Ob befristeter und unbefristeter Gewerberaummietvertrag – analog zu anderen Vertragsarten gibt es in dem Gewerberaummietvertrag, neben den frei verhandelbaren Klauseln zwischen Mieter und Vermieter, verpflichtende Regelungen. Folgende Inhalte sind in einem Gewerberaummietvertrag zu fixieren:

Das Mietobjekt:
Eine konkrete Beschreibung des Mietgegenstandes mit den einzelnen Räumen und einer möglichst genauen Beschreibung sind in dem Gewerberaummietvertrag zu fixieren. Flächenangaben oder Grundrisspläne sind keine zwingende Voraussetzung, finden in der Praxis häufig Anwendung.

Der Mietzweck:
Die Festlegung des Betriebszwecks ist vor dem Hintergrund der Genehmigungspflicht bei bestimmten Gewerbearten zu beachten. Die Beschaffenheit und Lage des Mietobjektes müssen für den Mietzweck geeignet sein.

Die Mietzeit:
Eine Regelung bzgl. der frei verhandelbaren Laufzeit inkl. einer Fixierung des Vertragsbeginns ist weiterer Bestandteil des Vertragswerks. Der Detaillierungsgrad dieser Klausel ist flexibel, ein Vertragsbeginn mit Vertragsende oder Formulierung der unbefristeten Laufzeit sind ausreichend. Optierungsklauseln bzw. Sonderkündigungsvereinbarungen können individuell vereinbart werden.

Der Mietzins:
Die Gewerberaumvermietung ist grundsätzlich frei verhandelbar, dies trifft ebenso auf den Mietzins zu.

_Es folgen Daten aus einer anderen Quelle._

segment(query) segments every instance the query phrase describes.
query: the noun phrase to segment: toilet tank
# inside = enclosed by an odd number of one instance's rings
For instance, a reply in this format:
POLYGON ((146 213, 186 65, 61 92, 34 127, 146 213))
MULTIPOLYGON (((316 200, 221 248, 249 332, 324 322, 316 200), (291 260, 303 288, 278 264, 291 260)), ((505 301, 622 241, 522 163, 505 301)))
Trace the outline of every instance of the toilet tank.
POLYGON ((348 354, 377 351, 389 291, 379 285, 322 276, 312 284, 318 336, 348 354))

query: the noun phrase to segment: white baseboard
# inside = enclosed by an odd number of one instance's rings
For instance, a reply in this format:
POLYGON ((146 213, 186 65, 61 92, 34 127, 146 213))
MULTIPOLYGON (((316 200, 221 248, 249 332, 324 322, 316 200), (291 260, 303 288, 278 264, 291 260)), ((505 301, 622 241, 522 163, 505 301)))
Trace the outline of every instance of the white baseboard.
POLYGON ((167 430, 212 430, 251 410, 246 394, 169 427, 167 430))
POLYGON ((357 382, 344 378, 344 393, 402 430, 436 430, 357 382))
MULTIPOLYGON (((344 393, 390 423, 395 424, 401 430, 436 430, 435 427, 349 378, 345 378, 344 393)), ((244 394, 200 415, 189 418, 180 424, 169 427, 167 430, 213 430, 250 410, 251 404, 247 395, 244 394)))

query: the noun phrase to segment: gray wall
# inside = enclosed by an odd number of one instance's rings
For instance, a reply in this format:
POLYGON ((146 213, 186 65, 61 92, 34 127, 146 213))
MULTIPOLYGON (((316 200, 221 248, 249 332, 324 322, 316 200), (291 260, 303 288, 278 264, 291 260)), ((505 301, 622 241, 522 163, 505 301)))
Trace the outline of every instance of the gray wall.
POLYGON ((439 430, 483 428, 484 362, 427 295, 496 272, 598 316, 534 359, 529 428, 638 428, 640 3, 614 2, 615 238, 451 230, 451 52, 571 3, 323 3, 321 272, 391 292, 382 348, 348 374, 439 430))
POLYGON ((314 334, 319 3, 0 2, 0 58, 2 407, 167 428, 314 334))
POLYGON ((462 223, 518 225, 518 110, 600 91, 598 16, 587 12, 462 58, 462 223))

Bei der Höhe der Miete ist keine Mietpreisbindung oder eine verpflichtende Einhaltung bestimmter Obergrenzen erforderlich. Mietanpassungsklauseln können über eine Indexmiete bzw. eine Staffelmiete fest fixiert werden. Für diese Konstellationen sind keine Zustimmungen des Mieters erforderlich.
Zusätzlich zu der Kalt- bzw. Grundmiete, welche der Vermieter für Bereitstellung der Fläche erhält, zahlt der Mieter noch einen Nebenkostenanteil.
Die Indexmiete beinhaltet eine Wertsicherungsklausel, welche inflationsbedingte Verschiebungen absichert. Es handelt sich dabei nicht um eine Mieterhöhung. Die Wirkung kann bei Deflation zu einer geringeren Grundmiete führen.
Die Staffelmiete wird bei gewerblichen Verträgen als Mieterhöhung mit einem fixierten Betrag oder prozentualem Anteil in festgelegten Zeitabständen mietvertraglich geregelt.

Ein unbefristeter Gewerberaummietvertrag muss in Schriftform fixiert werden. Grundsätzlich gilt, dass alle länger als ein Jahr laufenden Mietverträge der Schriftform bedürfen.

Weitere Besonderheiten:
Die Kaution ist ebenso frei verhandelbar und muss nicht angelegt oder verzinst werden.

Der Konkurrenzschutz kann vertraglich fixiert werden, sodass der Vermieter in festgelegten, umliegenden Gewerbeflächen keine Vermietung an einen anderen Gewerbetreibenden mit dem gleichen Betriebszweck vermieten darf.